Many airports in Europe, unlike those in North America, are owned by public corporations from the private sector. The general arrangement is that the fees they charge airlines are subject to government regulation. Flughafen Wien also generates revenue from airport services, like ground handling and security, and monetizing the retail, parking, and office space it owns. As it happens, the company is currently subject to a hostile takeover bid that the company’s board is urging shareholders to reject. The local governments of Vienna and the province of Lower Austria each hold 20 percent ownership stakes in the airport operator. Employees hold another 10 percent, as does the Melbourne, Australia-based pension fund staging the takeover.

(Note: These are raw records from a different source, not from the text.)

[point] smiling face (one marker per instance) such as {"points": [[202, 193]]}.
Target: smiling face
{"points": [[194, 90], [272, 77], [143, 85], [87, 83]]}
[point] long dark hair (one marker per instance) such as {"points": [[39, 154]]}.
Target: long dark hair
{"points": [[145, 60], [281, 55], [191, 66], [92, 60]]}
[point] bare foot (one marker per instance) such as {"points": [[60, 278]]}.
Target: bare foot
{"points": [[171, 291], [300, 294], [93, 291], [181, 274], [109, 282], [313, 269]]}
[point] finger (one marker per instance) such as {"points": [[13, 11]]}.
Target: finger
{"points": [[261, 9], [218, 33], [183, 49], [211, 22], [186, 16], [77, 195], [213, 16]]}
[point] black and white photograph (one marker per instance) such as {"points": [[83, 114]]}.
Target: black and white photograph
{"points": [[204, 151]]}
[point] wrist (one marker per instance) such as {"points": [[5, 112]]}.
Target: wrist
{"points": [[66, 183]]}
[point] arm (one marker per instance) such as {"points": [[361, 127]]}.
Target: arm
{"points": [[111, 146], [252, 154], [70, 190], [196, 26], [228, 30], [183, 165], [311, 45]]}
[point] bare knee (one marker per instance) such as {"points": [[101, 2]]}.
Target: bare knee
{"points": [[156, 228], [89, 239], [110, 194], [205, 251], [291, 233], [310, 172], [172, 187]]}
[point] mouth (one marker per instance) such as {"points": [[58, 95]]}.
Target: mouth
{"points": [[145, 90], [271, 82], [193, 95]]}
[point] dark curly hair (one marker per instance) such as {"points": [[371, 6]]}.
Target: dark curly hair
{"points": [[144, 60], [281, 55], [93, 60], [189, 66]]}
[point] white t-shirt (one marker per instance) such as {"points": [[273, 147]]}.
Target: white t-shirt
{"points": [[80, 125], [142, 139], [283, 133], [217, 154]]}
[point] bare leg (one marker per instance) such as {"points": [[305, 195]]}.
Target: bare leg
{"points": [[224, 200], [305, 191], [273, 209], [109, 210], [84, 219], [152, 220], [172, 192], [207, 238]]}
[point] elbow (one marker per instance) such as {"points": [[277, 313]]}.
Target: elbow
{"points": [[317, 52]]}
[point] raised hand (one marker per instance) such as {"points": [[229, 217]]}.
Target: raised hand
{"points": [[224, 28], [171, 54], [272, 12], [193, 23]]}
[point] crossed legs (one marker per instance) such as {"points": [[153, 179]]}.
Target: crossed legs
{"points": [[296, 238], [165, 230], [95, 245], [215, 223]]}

Flughafen Wien executives are, of course, watching closely developments at Austrian Airlines, which alone accounts for nearly half of its traffic. The carrier received a €600 million ($602 million) Austrian government rescue package during the pandemic, thus ensuring its near-to-medium-term survival. And while one condition of the bailout was agreeing to preserve Vienna as a hub, it also led to a major fleet reduction to 61 aircraft from 82. A fateful question now is whether and when Lufthansa will decide to renew Austrian’s aging longhaul fleet. According to Cirium’s Fleets Analyzer, the airline operates just nine widebody aircraft: six Boeing 777-200s and three Boing 767-300ERs.